El triunfo de la voluntad (en alemán: Triumph des Willens) es una película propagandística nazi dirigida por Leni Riefenstahl. Muestra el desarrollo del congreso del Partido Nacionalsocialista en 1934 en Núremberg, al que acudieron más de 700.000 militantes y/o simpatizantes.[1] Se estrenó en 1935 y es una de las películas de propaganda más conocidas de la historia del cine.

La película incluye imágenes de miembros uniformados del partido desfilando, aunque aparecen relativamente pocos soldados alemanes, al son de conocidas marchas, además de partes de discursos de varios líderes nazis en el Congreso como Adolf Hitler. Fue Hitler quien encargó el filme y su nombre figura en los créditos iniciales. El tema principal de El triunfo de la voluntad es el regreso de Alemania a la categoría de potencia mundial, con Hitler como una especie de mesías que devolverá la gloria a la nación.

Las técnicas utilizadas por Riefenstahl, que incluyeron cámaras en movimiento, el uso de teleobjetivos para crear una perspectiva distorsionada, fotografía aérea y un revolucionario enfoque en el uso de la música y la cinematografía, han hecho que El triunfo de la voluntad sea considerado como el documental político artístico mejor consumado en la historia del cine.

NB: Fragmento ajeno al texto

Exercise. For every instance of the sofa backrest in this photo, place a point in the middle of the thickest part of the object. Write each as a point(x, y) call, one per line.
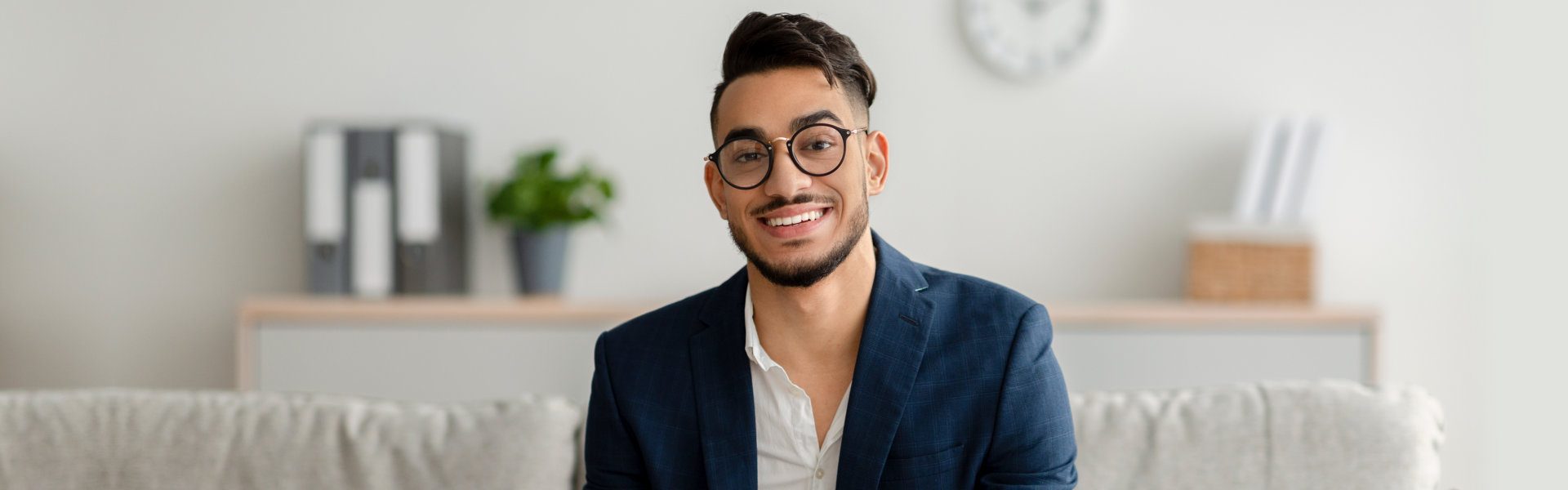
point(168, 440)
point(1276, 435)
point(1280, 435)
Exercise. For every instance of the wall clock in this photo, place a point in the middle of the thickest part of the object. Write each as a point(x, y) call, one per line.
point(1032, 40)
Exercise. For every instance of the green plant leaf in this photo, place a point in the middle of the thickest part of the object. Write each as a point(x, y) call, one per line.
point(537, 197)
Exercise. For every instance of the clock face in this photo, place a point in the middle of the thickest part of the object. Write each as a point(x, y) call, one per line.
point(1031, 38)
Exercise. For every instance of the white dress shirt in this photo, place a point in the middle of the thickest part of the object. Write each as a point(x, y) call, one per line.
point(787, 452)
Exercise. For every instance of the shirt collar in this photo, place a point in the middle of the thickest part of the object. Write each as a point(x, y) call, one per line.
point(753, 345)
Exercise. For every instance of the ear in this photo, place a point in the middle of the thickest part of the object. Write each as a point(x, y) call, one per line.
point(875, 163)
point(715, 189)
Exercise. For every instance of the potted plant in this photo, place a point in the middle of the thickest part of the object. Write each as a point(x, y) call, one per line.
point(541, 206)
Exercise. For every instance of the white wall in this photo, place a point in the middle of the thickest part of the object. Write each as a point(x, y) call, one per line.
point(149, 175)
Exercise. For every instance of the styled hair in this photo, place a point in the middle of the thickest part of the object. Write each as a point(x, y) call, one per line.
point(764, 42)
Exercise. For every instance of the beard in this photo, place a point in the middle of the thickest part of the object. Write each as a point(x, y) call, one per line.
point(804, 274)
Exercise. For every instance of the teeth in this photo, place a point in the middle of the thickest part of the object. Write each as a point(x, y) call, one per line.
point(795, 219)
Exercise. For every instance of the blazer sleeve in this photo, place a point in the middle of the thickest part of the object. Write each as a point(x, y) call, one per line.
point(608, 451)
point(1032, 443)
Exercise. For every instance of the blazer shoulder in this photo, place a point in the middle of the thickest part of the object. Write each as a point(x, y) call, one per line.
point(668, 324)
point(959, 287)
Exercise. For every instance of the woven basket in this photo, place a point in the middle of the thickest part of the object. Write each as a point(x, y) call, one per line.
point(1236, 265)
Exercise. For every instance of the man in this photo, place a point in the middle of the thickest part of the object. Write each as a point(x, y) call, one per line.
point(830, 360)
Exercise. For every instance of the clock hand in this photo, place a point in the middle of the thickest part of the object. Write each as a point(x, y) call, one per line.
point(1039, 8)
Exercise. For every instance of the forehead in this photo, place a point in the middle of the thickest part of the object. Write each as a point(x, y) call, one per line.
point(768, 101)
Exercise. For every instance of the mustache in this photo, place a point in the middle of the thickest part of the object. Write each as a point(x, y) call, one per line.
point(778, 203)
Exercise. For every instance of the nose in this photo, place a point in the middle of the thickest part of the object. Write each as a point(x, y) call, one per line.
point(786, 178)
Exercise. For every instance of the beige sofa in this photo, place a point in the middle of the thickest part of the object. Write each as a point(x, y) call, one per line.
point(1256, 435)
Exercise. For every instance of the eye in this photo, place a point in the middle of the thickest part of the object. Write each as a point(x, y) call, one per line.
point(819, 145)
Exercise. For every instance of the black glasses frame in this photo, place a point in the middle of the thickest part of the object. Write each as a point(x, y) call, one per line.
point(789, 146)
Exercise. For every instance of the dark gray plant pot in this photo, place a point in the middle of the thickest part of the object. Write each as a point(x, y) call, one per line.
point(540, 260)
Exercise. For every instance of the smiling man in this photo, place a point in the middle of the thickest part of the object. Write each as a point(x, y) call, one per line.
point(830, 360)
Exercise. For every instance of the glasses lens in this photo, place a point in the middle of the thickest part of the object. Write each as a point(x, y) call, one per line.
point(744, 163)
point(819, 149)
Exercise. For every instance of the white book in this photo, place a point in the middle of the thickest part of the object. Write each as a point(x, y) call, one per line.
point(417, 185)
point(323, 187)
point(1254, 194)
point(372, 244)
point(1295, 172)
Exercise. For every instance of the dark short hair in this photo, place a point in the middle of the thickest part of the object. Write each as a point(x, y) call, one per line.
point(763, 42)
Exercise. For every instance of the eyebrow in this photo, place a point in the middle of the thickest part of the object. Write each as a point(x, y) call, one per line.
point(794, 126)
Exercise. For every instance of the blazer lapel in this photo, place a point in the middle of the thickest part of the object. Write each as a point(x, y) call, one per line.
point(893, 346)
point(722, 376)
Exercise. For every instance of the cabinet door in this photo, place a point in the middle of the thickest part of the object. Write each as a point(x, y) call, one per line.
point(427, 362)
point(1136, 357)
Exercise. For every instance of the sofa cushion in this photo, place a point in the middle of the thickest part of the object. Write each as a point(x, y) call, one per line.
point(1281, 435)
point(134, 439)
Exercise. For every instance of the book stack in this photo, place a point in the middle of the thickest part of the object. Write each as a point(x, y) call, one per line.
point(1264, 250)
point(385, 209)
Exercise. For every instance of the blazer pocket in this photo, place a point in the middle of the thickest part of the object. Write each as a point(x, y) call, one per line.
point(902, 469)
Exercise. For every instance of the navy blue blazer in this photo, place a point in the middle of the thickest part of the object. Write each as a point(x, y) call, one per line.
point(956, 387)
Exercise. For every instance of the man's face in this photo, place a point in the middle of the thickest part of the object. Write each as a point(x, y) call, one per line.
point(831, 211)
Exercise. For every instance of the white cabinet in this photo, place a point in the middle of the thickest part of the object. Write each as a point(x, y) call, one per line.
point(460, 349)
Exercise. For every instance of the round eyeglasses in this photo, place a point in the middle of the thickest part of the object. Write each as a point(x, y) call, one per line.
point(746, 163)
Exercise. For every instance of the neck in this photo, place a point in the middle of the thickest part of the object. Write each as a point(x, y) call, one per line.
point(821, 323)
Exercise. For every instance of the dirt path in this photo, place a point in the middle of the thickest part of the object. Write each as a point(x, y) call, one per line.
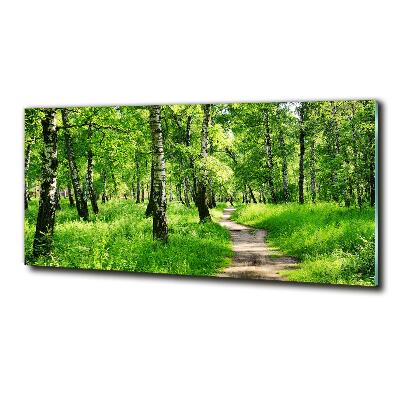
point(252, 258)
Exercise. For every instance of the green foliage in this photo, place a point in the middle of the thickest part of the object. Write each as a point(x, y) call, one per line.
point(333, 244)
point(121, 239)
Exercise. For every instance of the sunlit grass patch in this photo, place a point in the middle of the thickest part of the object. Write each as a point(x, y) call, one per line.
point(333, 244)
point(120, 238)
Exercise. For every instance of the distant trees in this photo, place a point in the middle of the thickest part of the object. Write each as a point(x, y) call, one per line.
point(204, 214)
point(43, 241)
point(251, 152)
point(160, 228)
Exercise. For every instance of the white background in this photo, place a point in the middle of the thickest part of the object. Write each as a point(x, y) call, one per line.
point(71, 335)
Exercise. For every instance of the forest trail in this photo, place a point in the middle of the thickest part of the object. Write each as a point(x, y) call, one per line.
point(252, 258)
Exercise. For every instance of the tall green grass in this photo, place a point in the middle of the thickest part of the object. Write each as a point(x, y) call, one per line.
point(120, 238)
point(333, 244)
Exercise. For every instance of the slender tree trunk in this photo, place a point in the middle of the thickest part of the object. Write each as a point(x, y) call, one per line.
point(58, 205)
point(137, 183)
point(285, 179)
point(171, 196)
point(191, 165)
point(104, 179)
point(89, 174)
point(301, 155)
point(70, 196)
point(268, 153)
point(27, 162)
point(43, 240)
point(150, 205)
point(252, 194)
point(160, 227)
point(312, 167)
point(186, 191)
point(372, 179)
point(81, 204)
point(204, 214)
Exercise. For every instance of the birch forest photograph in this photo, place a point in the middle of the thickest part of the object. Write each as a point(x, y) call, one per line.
point(281, 191)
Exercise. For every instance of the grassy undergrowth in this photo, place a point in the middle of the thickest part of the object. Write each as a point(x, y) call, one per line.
point(120, 238)
point(333, 244)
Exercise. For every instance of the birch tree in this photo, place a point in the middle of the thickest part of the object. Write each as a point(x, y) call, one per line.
point(160, 227)
point(43, 240)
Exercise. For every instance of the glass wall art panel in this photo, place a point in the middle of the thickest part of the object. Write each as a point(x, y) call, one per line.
point(282, 191)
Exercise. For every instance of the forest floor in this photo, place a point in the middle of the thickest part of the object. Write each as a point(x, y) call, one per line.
point(253, 259)
point(332, 244)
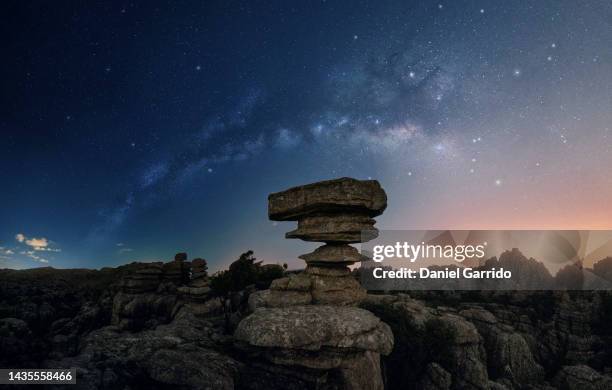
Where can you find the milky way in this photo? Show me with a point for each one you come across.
(132, 132)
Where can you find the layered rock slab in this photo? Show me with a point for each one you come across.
(331, 196)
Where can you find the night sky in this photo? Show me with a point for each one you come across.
(132, 131)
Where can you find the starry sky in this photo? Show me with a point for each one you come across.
(134, 130)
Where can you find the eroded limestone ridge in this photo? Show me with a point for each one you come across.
(307, 320)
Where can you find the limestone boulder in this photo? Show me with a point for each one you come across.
(331, 196)
(312, 328)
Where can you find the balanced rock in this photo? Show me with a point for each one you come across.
(336, 212)
(307, 320)
(181, 256)
(333, 211)
(331, 196)
(199, 273)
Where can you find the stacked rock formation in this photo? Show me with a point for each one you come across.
(177, 271)
(199, 273)
(198, 288)
(338, 213)
(308, 320)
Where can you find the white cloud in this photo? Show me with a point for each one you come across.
(37, 242)
(32, 255)
(41, 244)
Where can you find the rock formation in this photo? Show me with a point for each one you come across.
(336, 212)
(198, 288)
(308, 320)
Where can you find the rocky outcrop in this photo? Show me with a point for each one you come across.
(182, 354)
(308, 320)
(581, 377)
(337, 212)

Riefenstahl ganó varios premios, no sólo en Alemania, sino también en Estados Unidos, Francia, Suecia y otros países. Esta película ha influido en otros filmes, en el género documental y en la publicidad hasta el día de hoy, aun cuando es un ejemplo que pone en cuestión la delgada línea entre arte y moralidad.

Argumento

El triunfo de la voluntad ha sido descrita como «hecha por nazis, para nazis y sobre los nazis». El filme comienza con un , el único comentario en toda la película. En un muro de piedra, aparece el siguiente texto: «El 5 de septiembre de 1934, ... 20 años después del estallido de la Guerra Mundial ... 16 años después del comienzo de nuestro sufrimiento ... 19 meses después del inicio del renacimiento alemán ... Adolf Hitler voló otra vez a Núremberg a inspeccionar las columnas de sus fieles seguidores».